15. De rechtbank ziet tevens aanleiding verweerder te veroordelen in de door eiseres gemaakte proceskosten. Deze kosten stelt de rechtbank op grond van het Besluit proceskosten bestuursrecht voor de door een derde beroepsmatig verleende rechtsbijstand vast op € 1.335,- (1 punt voor het indienen van het beroepschrift, 1 punt voor het verschijnen ter zitting en een halve punt voor de schriftelijke zienswijze na verslag deskundigenrapport, met een waarde per punt van € 534,- met een wegingsfactor 1).

Beslissing

De rechtbank:
- verklaart het beroep gegrond;
- vernietigt het bestreden besluit;
- draagt verweerder op binnen acht weken na het gezag van gewijsde krijgen van deze uitspraak een niet besluit te nemen op het bezwaar met inachtneming van deze uitspraak;
- draagt verweerder op het betaalde griffierecht van € 47,- aan eiseres te vergoeden;
- veroordeelt verweerder in de proceskosten van eiseres tot een bedrag van € 1.335,-.
Deze uitspraak is gedaan door mr. O.M. Harms, rechter, in aanwezigheid van
mr. R.A.E. Bach, griffier. De beslissing is in het openbaar uitgesproken op 23 maart 2021.
griffier rechter
de griffier is buiten staat deze uitspraak
mede te ondertekenen
Afschrift verzonden aan partijen op:

Rechtsmiddel

Tegen deze uitspraak kan binnen zes weken na de dag van verzending daarvan hoger beroep worden ingesteld bij de Centrale Raad van Beroep.
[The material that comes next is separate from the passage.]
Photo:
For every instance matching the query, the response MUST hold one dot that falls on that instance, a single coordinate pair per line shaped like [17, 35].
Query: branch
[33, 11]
Als hoger beroep is ingesteld, kan bij de voorzieningenrechter van de hogerberoepsrechter worden verzocht om het treffen van een voorlopige voorziening.

Voetnoten

1.Zie bijvoorbeeld de uitspraak van 22 oktober 2020, ECLI:NL:CRVB:2020:2617.
2.Zie onder meer de uitspraak van de CRvB van 13 november 2020, ECLI:NL:CRVB:2020:2829.